Payments that were approved Wednesday by U.S. Bankruptcy Judge Gregory Kishel and U.S. District Judge Ann Montgomery include $19 million from General Electric Capital Corp., which was a lender to Petters and his businesses; $13.5 million from the Minneapolis law firm Fredrikson & Byron for legal work it performed on behalf of Petters, and $1.25 million from the John T. Petters Foundation for tainted contributions it unwittingly accepted from Petters and associates.
There were no objections to the settlements, although General Electric and the Fredrikson firm maintained their denial of liability in their respective cases. In each case, though, the cost of going to trial on the dispute, along with the risk of an unfavorable result, outweighed the mediated settlement.
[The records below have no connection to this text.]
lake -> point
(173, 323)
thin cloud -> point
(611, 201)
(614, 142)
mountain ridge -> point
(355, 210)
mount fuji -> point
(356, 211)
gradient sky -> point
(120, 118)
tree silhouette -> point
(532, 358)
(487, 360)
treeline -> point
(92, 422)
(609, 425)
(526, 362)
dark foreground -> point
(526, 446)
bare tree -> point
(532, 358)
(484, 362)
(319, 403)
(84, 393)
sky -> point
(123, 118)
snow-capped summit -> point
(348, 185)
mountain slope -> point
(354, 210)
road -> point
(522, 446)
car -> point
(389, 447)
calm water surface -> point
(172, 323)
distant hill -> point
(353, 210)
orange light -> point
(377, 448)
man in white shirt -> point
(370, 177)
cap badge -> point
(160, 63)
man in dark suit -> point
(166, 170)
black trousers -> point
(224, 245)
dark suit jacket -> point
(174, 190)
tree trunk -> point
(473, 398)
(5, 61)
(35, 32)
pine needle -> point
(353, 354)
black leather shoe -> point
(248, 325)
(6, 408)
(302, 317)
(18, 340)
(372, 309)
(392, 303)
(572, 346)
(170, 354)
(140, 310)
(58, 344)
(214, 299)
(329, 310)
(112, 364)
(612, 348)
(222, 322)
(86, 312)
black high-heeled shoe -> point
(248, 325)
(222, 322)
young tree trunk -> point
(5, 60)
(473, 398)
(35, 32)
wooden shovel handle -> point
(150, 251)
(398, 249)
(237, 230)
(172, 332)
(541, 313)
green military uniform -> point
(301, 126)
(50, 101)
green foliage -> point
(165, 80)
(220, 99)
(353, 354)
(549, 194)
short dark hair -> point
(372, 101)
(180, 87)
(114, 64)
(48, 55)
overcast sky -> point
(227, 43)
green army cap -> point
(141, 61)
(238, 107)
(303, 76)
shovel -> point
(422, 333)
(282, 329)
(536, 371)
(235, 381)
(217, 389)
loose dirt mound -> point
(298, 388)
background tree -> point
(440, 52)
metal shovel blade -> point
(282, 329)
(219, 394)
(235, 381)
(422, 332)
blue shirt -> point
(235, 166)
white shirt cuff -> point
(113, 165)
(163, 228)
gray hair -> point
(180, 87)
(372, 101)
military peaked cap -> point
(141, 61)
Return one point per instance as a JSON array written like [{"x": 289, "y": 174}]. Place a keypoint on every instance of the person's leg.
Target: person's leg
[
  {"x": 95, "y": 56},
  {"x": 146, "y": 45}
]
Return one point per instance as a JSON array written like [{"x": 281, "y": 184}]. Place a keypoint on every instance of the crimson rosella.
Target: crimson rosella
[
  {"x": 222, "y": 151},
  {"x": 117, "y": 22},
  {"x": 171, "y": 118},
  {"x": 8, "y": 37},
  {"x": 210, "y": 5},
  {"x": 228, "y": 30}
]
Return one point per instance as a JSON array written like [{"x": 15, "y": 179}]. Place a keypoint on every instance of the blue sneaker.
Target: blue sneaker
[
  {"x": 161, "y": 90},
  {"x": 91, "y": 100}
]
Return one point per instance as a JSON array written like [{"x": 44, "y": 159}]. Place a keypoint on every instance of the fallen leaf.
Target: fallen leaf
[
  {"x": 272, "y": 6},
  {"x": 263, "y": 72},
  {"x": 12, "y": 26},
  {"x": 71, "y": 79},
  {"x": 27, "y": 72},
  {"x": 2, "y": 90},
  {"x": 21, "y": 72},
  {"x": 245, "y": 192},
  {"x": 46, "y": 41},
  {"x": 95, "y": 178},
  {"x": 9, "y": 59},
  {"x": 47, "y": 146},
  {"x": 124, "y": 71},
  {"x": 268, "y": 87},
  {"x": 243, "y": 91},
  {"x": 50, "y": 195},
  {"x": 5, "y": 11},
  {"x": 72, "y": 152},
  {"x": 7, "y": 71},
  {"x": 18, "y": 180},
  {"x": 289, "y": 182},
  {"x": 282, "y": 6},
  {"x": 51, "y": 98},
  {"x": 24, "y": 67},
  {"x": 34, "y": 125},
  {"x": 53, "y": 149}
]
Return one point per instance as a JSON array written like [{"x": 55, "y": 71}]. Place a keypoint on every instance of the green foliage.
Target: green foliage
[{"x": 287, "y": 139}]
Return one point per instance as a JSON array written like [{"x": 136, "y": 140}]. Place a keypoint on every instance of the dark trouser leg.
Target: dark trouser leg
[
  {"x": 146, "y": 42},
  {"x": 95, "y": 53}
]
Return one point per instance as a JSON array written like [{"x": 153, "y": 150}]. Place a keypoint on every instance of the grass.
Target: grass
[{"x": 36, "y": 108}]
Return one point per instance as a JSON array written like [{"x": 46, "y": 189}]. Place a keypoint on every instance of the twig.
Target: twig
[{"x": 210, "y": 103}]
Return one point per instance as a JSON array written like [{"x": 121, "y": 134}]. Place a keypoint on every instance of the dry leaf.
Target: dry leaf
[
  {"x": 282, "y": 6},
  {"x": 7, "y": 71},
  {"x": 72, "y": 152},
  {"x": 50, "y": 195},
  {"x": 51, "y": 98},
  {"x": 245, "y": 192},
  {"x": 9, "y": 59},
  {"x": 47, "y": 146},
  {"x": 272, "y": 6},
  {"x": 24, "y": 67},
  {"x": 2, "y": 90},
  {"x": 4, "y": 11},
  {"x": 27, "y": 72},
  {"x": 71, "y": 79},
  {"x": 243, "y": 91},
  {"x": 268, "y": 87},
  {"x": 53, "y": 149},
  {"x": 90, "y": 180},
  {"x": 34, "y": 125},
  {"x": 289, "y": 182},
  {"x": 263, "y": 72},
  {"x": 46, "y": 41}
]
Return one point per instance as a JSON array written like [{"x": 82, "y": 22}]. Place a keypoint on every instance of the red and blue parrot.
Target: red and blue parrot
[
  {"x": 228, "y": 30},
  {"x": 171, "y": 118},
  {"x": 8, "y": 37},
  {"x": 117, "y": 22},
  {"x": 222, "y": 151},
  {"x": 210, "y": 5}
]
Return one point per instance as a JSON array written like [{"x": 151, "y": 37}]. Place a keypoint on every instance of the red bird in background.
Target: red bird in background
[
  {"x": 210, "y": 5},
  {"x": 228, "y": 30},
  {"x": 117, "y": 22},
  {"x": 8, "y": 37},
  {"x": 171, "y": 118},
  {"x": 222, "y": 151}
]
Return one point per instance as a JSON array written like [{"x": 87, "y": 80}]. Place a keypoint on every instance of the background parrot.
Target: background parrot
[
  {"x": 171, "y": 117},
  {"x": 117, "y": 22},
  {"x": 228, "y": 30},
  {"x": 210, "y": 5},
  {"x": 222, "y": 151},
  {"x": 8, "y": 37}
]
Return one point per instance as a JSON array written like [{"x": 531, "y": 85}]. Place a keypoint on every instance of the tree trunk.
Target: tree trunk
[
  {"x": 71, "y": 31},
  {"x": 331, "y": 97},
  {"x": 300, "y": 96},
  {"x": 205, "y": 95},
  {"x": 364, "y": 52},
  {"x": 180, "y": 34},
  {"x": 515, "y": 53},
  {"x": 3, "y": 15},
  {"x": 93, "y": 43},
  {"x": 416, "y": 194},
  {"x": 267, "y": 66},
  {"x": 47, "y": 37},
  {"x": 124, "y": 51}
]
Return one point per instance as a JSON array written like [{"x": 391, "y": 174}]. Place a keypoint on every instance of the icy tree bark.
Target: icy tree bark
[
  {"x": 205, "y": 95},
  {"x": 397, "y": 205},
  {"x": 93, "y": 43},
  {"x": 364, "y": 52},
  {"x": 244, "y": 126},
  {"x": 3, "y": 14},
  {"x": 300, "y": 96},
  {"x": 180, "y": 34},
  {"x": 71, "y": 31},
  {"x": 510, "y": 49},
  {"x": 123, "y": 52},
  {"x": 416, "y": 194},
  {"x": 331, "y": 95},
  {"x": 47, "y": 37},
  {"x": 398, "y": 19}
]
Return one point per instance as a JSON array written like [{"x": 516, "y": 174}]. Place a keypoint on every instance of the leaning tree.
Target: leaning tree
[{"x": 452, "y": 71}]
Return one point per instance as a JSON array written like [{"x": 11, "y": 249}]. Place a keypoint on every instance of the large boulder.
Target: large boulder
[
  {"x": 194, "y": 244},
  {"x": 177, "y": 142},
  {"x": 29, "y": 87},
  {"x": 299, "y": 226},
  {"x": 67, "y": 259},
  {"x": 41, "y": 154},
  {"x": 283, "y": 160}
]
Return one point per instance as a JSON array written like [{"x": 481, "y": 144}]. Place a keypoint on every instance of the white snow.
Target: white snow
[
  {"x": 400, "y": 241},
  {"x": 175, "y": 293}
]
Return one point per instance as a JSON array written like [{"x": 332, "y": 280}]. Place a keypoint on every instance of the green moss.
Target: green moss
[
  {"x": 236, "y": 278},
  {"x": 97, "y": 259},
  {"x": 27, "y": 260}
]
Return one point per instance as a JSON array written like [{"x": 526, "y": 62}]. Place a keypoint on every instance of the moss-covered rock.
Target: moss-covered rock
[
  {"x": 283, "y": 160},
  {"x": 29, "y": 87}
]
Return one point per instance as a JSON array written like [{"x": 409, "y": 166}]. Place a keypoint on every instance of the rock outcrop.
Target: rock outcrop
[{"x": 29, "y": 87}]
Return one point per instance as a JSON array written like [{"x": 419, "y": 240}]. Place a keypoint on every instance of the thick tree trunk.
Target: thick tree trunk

"This would have been a monster to litigate and to try," Kishel said of the Fredrikson settlement as he approved it. "The transactional cost would have been massive and the risk of presenting it to the court would have been very significant for the [bankruptcy] estate."
However, George Singer, a Lindquist and Vennum attorney representing Kelley, said it was the trustee's position that both GE Capital and Fredrikson & Byron "should have known" that illegal activity was occurring or should have seen "red flags ... that Tom Petters was not legitimate."
Petters is serving a 50-year sentence in Leavenworth federal prison in Kansas after being convicted of fraud, conspiracy and money laundering for running the decade-long scam.
Four immediate Petters associates, including whistleblower Deanna Coleman, are serving or have served prison time for their roles in the operation. At least one hedge fund manager, Gregory Bell, is also doing time for helping prop up the scheme in its dying days.
While Petters owned and operated a number of legitimate businesses, including Sun Country Airlines and Polaroid, the Ponzi scheme was run through a tightly held enterprise called Petters Company Inc., that lured investors with the promise of large payouts for the use of their money to finance consumer electronic sales to big-box retailers.
However, there were no sales, and money from new investors was used to pay off old investors until the operation collapsed in 2008 when Coleman informed federal authorities about it.